不況に苦しむ日本経済ですが、最近「政府紙幣」を発行することが不況脱出への近道なのではないか、という声が出てきています。この政府紙幣とはどんなものなのでしょうか?

【CONTENTS】
日銀ではなく政府が発行するお金(1P目)
政府紙幣発行の目的は?(1P目)
デメリットは無視できない(2P目)
世界の政府紙幣の例(1)-シンガポール(2P目)
世界の政府紙幣の例(2)-ジンバブエ(3P目)
インフレになったら生活は?(3P目)

日銀ではなく政府が発行するお金

お札
政府紙幣は、現在の日本銀行券とは別のデザインになる?!
普段私達が使っているお金・日本銀行券は、名前の通り日銀が発行しています。それに対して政府紙幣とは、政府が発行するお金(硬貨や紙幣)のことを指します。今回日本政府が考えている政府紙幣は、既存の日本銀行券と1対1の等価交換ができるような紙幣、つまり全く同じ価値の新しい紙幣になります。

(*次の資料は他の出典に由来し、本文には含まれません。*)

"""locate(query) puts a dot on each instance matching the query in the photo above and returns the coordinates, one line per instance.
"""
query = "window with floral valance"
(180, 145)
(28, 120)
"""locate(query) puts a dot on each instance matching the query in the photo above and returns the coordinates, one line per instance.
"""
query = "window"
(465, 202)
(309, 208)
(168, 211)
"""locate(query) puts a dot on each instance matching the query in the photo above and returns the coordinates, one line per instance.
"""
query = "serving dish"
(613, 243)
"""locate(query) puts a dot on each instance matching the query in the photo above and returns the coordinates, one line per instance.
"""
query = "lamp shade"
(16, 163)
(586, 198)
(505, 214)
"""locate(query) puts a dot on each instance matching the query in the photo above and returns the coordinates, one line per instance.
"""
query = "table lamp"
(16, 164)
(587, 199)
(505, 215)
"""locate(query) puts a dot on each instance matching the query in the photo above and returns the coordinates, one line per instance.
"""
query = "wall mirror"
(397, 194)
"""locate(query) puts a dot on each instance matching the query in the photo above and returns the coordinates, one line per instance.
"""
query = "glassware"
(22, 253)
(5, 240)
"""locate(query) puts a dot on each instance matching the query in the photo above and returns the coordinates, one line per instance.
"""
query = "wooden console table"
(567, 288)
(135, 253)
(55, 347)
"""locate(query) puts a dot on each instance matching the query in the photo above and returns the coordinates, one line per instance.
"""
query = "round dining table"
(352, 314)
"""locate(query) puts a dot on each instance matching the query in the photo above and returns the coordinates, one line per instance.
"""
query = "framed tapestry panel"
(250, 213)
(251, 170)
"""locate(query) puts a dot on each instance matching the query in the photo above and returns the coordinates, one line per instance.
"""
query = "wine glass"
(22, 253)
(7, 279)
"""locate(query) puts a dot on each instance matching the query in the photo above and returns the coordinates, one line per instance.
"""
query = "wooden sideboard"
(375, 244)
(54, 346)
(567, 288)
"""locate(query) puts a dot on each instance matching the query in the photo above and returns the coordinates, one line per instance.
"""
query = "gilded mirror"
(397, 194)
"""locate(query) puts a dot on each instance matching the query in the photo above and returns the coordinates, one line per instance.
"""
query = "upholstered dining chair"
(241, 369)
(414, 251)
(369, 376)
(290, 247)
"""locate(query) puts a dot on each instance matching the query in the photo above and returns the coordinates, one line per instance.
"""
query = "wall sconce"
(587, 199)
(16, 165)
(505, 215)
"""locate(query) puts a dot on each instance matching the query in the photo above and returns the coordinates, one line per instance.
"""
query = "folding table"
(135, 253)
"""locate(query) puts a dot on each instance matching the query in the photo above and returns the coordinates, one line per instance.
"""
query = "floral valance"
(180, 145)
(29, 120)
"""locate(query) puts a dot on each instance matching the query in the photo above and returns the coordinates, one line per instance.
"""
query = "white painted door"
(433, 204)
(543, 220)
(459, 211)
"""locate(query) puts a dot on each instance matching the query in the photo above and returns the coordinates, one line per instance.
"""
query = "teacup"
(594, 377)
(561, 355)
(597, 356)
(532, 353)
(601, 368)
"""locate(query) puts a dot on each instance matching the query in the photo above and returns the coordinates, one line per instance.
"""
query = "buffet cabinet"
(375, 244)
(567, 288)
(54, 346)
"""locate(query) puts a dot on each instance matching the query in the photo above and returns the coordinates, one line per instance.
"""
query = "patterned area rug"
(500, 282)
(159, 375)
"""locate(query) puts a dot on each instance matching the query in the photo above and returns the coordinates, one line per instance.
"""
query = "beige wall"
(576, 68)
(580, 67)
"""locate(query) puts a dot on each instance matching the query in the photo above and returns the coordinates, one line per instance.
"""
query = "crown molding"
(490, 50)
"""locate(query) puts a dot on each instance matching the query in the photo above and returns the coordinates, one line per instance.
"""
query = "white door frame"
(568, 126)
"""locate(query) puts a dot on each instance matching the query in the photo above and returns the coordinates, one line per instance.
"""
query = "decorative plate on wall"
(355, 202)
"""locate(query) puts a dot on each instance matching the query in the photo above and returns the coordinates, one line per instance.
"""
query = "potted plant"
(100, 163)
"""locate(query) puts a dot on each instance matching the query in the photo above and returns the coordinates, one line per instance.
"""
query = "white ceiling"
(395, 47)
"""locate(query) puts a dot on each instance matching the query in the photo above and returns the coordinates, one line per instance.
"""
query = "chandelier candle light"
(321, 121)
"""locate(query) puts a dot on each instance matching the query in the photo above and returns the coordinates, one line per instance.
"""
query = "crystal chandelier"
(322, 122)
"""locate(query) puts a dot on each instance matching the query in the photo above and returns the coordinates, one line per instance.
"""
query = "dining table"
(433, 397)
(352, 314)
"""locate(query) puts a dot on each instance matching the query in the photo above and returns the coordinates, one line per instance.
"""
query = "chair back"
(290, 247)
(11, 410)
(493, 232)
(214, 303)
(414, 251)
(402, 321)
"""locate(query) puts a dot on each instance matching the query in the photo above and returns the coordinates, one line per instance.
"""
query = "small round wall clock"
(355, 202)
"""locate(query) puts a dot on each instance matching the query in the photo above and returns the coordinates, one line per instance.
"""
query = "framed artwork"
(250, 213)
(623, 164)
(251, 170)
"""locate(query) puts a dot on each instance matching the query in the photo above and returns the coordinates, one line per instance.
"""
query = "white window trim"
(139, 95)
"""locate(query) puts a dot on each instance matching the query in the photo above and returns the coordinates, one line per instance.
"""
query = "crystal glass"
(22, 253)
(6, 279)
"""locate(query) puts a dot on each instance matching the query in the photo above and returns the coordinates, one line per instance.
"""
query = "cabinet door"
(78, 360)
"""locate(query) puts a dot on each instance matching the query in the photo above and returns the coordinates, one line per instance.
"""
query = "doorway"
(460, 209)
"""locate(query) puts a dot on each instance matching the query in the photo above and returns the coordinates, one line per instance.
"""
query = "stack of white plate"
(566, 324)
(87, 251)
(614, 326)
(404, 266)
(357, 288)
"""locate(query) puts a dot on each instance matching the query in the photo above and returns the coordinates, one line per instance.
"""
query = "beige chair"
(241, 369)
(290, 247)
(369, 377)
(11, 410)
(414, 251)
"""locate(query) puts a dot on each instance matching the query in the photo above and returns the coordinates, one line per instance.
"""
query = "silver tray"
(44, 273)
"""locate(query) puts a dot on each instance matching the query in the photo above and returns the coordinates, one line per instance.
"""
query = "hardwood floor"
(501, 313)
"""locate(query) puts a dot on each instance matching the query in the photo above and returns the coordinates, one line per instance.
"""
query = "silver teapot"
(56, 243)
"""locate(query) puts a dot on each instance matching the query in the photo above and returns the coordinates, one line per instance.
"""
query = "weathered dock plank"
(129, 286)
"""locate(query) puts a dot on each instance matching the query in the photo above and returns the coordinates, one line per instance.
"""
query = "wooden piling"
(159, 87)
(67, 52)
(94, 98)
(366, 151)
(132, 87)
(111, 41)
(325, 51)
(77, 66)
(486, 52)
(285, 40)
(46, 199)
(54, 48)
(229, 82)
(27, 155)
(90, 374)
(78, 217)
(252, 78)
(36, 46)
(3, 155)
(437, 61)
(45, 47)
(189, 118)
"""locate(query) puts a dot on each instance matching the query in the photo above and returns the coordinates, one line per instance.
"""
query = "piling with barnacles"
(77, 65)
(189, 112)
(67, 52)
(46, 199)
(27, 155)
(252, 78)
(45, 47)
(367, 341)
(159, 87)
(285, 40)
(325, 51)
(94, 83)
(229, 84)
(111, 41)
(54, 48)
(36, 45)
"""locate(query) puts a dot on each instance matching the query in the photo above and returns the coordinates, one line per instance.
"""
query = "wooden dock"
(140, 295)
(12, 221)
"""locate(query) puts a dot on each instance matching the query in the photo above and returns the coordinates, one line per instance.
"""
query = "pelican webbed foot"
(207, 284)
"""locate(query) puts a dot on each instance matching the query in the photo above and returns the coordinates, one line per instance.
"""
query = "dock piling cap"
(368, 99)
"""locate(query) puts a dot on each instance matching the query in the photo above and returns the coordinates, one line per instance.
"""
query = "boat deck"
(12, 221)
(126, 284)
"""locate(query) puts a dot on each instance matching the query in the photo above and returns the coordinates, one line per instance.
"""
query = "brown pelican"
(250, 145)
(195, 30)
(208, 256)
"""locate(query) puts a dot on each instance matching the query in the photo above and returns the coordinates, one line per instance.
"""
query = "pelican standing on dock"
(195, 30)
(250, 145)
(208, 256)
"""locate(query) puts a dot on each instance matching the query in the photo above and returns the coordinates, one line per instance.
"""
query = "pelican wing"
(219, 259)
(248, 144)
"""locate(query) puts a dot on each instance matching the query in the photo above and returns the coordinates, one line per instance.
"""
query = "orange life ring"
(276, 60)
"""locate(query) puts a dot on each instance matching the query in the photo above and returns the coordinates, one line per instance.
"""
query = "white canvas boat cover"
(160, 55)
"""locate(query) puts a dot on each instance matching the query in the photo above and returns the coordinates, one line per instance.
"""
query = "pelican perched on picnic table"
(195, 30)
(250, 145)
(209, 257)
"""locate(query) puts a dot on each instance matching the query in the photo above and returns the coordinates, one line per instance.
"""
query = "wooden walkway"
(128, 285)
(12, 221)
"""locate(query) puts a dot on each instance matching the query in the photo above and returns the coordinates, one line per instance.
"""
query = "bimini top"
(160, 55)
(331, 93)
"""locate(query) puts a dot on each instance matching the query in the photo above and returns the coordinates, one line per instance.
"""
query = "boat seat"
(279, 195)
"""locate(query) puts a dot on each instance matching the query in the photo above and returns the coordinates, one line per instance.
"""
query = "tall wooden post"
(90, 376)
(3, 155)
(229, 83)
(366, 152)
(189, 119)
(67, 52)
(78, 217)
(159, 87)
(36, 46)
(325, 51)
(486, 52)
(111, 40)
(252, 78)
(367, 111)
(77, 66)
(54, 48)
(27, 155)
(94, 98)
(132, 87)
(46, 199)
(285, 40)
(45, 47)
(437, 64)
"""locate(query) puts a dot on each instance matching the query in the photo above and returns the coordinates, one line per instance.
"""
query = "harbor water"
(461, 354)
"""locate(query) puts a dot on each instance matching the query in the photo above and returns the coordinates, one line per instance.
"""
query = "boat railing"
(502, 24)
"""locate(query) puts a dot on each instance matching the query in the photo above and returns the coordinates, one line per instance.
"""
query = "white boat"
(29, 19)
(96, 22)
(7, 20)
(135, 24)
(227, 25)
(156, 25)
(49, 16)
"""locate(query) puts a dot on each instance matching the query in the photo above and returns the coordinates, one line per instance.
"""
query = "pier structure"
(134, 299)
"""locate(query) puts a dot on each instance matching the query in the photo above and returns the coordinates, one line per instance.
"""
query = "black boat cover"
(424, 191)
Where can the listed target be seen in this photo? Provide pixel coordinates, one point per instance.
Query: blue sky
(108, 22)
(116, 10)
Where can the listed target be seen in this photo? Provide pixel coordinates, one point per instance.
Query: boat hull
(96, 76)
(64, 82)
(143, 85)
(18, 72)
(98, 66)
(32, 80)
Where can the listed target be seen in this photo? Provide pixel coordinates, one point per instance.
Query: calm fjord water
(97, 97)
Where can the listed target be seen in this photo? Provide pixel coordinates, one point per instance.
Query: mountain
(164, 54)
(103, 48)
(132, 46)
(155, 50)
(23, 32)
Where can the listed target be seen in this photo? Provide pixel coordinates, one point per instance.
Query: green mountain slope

では、なぜこの時期になって政府紙幣を発行するという話になっているのでしょうか? それは、景気対策のために有効な手段だという主張が出てきているからです。

政府紙幣発行の目的は?

1990年のバブル崩壊以後、日本経済はデフレの状態が長く続きました。今回の不況によって、デフレがさらに深刻化すると予想する専門家が増えています。政府紙幣を発行して日本に出回っている通貨の量を増やすことによって、デフレを緩和してインフレの方向へ持っていくことで、デフレスパイラルを防止できるのではないかと考えられています。

もう1つの政府紙幣発行の狙いは、これ以上の国債発行をやめることです。日本の借金はすでに800兆円以上であると言われ、このままいくと国家そのものが破綻してしまうのではないかという恐れが高まっています。

それを防止するために、国債ではなく紙幣、つまりお金そのものを発行してしまえば借金にはならないので、これ以上国の借金が増えることはなくなると予想されます。